Un geopolítico cualquiera del acondicionamiento
del territorio es capaz de escribir que “la potencia
creciente de los conflictos en torno a proyectos de
ordenación y acondicionamiento es tal, desde hace
una veintena de años, que podemos preguntarnos si
no asistimos en realidad a un deslizamiento
progresivo de la conflictualidad en nuestra sociedad
del campo de lo social al campo de lo territorial.
Cuanto más retroceden las luchas sociales, más
potencia ganan las luchas donde lo que está en juego
es el territorio”. Casi estaríamos tentados a darle la
razón viendo el modo en que la lucha en el Valle de
Susa fija, desde sus recónditas montañas, el tempo
de la contestación política en Italia estos últimos
años; viendo la potencia de agregación de la lucha
contra los transportes de residuos nucleares
CASTOR en la Wendland de Alemania;
constatando la determinación tanto de los que
combaten la mina de Hellas Gold en Ierissos en
Calcídica, como de quienes han repelido la
construcción de un incinerador de basura en
Keratea en el Peloponeso.
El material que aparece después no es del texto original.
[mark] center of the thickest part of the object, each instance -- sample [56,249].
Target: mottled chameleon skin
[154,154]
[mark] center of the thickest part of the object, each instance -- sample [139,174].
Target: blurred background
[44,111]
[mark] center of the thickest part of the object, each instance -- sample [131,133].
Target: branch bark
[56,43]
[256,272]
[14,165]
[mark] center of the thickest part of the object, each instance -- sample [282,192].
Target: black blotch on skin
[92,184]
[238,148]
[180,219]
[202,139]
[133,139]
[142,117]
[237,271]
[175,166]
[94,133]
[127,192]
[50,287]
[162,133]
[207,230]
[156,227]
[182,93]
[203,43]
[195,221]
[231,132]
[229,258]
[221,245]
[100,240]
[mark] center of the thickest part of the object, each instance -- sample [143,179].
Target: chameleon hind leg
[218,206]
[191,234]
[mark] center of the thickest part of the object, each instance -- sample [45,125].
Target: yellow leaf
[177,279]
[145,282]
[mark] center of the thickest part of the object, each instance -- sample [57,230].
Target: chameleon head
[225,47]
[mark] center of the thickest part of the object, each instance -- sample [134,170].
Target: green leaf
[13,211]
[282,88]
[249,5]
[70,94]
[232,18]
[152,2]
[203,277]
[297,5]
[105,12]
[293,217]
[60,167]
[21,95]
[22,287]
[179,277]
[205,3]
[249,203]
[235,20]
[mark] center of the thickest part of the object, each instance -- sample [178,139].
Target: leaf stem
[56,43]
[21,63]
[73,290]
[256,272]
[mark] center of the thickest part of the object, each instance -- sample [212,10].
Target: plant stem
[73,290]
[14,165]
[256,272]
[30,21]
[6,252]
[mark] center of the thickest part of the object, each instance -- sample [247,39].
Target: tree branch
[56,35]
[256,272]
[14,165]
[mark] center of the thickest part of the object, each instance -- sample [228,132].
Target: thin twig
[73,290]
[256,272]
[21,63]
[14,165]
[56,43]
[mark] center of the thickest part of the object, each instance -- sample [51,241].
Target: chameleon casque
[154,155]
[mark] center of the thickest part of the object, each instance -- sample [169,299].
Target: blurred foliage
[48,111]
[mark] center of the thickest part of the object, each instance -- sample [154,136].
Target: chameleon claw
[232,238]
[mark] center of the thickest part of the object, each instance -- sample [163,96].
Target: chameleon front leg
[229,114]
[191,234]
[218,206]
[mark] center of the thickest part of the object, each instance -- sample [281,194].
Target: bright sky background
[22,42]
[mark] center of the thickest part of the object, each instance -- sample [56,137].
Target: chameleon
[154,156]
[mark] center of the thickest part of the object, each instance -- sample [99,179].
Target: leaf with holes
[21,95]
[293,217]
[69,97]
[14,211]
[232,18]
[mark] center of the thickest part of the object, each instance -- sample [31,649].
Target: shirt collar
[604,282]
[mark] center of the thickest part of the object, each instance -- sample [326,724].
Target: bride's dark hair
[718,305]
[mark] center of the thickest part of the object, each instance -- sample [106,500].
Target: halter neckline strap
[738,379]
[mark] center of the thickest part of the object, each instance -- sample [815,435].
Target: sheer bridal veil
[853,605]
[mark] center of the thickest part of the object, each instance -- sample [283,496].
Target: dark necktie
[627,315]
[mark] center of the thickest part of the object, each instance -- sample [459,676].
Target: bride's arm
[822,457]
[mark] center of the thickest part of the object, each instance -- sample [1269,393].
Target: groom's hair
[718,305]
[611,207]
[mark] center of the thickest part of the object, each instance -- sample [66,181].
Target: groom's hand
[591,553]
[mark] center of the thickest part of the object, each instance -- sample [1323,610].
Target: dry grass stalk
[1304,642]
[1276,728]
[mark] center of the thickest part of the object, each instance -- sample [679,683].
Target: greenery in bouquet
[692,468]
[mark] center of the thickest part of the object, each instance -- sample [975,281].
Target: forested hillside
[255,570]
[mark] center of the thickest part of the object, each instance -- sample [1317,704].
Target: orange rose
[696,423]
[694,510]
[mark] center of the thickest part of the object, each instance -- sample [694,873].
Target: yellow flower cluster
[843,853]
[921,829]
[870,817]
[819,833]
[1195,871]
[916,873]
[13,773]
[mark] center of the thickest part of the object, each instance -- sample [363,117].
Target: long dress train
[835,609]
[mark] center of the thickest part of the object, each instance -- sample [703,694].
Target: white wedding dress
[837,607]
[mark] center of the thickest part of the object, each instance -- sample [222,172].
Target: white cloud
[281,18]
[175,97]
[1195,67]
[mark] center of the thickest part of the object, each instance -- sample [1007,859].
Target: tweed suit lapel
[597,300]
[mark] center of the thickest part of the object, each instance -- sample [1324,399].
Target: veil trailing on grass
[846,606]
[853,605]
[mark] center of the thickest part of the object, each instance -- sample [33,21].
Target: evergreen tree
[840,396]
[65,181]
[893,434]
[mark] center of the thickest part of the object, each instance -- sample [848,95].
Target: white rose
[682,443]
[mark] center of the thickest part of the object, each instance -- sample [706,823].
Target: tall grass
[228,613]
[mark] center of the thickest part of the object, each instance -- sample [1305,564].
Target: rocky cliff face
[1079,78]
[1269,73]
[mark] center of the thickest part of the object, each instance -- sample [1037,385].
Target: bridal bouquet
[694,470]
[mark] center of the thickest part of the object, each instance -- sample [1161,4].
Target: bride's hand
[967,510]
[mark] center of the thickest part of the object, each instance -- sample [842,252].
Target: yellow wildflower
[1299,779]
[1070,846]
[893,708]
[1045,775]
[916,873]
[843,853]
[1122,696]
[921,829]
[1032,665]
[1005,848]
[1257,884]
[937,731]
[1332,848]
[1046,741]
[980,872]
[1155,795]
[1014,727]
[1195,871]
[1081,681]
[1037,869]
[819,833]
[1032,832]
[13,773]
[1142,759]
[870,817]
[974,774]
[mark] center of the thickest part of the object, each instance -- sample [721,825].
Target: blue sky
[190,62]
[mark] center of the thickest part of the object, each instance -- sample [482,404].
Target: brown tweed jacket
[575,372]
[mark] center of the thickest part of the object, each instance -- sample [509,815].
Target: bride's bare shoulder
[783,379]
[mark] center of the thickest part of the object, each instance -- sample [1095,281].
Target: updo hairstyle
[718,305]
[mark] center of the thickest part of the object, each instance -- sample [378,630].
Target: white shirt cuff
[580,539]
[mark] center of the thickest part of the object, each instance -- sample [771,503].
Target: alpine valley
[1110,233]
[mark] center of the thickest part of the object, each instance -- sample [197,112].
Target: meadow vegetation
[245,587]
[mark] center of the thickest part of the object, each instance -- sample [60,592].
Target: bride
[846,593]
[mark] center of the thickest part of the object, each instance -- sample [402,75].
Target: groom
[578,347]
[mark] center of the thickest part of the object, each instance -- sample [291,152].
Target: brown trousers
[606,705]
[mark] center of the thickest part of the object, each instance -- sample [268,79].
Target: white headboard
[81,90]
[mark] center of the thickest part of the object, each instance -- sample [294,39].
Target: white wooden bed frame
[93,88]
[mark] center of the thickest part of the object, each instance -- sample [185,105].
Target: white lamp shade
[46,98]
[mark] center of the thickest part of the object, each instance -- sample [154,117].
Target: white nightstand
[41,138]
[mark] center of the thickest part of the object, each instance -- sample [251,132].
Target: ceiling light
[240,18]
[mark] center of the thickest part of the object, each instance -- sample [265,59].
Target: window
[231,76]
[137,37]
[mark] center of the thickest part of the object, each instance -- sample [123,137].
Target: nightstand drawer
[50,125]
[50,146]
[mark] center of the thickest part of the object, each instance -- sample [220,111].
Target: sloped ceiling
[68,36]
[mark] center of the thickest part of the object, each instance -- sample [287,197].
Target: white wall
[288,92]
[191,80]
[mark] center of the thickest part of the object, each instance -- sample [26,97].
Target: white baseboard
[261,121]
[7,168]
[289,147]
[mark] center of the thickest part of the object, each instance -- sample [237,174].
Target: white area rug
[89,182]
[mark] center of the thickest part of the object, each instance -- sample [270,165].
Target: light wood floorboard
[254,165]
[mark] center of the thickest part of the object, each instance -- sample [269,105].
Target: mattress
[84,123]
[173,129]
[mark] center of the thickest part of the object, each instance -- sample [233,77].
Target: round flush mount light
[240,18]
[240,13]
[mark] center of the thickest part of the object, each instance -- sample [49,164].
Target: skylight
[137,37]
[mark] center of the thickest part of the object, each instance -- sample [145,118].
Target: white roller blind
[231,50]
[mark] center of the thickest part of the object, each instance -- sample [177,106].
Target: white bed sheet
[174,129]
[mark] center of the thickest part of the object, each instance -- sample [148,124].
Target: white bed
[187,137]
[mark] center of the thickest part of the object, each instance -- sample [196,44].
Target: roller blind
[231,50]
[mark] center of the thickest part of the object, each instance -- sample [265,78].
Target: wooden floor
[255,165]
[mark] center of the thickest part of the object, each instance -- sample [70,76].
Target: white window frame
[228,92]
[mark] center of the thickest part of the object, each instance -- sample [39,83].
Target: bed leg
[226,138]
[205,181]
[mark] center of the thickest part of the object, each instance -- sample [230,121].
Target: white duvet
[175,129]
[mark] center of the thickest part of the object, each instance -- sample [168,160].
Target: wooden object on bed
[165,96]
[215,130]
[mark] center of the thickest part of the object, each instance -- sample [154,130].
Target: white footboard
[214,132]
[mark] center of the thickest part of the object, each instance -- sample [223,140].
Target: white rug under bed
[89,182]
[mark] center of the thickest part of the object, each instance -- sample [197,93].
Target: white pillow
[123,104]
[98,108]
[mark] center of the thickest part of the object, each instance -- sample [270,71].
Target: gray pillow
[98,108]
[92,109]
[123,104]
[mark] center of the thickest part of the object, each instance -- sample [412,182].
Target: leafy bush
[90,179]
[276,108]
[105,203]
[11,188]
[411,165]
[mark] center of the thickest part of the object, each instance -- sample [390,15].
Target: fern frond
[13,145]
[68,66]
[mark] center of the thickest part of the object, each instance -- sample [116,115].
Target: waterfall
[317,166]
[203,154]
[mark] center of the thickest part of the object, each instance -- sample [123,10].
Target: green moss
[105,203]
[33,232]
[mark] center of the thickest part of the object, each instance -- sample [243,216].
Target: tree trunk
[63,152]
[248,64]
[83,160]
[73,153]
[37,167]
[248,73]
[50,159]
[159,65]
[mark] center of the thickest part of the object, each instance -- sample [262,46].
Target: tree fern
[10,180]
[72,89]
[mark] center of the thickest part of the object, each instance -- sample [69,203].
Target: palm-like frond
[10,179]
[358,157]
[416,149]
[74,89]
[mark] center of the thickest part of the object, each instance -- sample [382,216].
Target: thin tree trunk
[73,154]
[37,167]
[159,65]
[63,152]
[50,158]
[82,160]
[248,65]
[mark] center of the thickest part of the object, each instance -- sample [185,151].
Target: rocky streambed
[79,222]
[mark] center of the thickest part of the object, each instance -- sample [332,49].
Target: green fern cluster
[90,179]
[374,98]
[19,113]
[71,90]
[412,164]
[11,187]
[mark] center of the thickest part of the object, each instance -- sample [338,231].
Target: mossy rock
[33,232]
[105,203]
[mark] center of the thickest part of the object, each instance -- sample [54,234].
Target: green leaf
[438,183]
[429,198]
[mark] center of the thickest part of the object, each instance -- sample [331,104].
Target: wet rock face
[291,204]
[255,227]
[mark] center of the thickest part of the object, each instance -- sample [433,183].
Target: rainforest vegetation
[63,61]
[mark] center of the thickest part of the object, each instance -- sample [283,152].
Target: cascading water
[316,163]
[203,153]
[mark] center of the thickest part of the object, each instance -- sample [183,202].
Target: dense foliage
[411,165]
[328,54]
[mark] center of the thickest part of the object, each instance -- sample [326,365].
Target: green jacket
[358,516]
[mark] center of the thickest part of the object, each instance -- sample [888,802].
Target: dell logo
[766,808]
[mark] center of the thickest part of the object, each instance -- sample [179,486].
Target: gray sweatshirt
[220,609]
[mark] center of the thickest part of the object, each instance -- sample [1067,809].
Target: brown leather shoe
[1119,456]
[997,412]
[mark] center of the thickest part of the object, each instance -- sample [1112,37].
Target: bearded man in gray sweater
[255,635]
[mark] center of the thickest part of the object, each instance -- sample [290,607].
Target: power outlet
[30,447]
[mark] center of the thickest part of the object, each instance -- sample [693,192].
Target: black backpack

Tanto así que cada vez
más revolucionarios se lanzan tan ávidamente sobre
aquello que denominan las “luchas locales” como se
lanzaron ayer sobre las “luchas sociales”. Los
marxistas tampoco faltan para preguntarse, con un
pequeño siglo de retraso, si no convendría volver a
evaluar el carácter territorial de tantas huelgas, de
tantos combates de fábrica que implican después de
todo a regiones enteras y no sólo a los obreros, y en
las que el terreno probablemente es más la vida que
la simple relación salarial. El error de estos
revolucionarios es el de considerar lo local de la
misma forma en que lo hacían con la clase obrera:
como una realidad preexistente a la lucha. Con ello
acaban lógicamente imaginándose que habría
llegado el momento de construir una nueva
internacional de resistencias a los “grandes
proyectos inútiles e impuestos”, la cual los volvería
más fuertes y contagiosos. Esto es pasar por alto el
hecho de que es el combate mismo el que,
reconfigurando la cotidianidad de los territorios en
lucha, crea la consistencia de lo local, que antes de
esto era completamente evanescente. “El
movimiento no se ha contentado con defender un
‘territorio’ en el estado en el que se encontraba, sino
que lo ha habitado desde la óptica de aquello en lo
que podía convertirse… Lo ha hecho existir, lo ha
construido, le ha dado una consistencia”, señalan los
opositores al TAV. Furio Jesi observaba que “uno se
apropia bastante mejor una ciudad a la hora de la
revuelta abierta, en la alternancia de las cargas y las
contracargas, que jugando en ella como un niño por
las calles o paseándose más tarde del brazo de una
chica”. Lo mismo vale para los habitantes del Valle
de Susa: jamás tendrían un conocimiento tan
minucioso de su valle ni un lazo semejante, si no
estuvieran luchando desde hace treinta años contra
el sucio proyecto de la Unión Europea.

Lo que es capaz de vincular diferentes luchas
donde lo que está en juego no es “el territorio”, no
es el estar confrontadas a la misma reestructuración
capitalista, sino los modos de vivir que se inventan o
se redescubren en el transcurso mismo del conflicto.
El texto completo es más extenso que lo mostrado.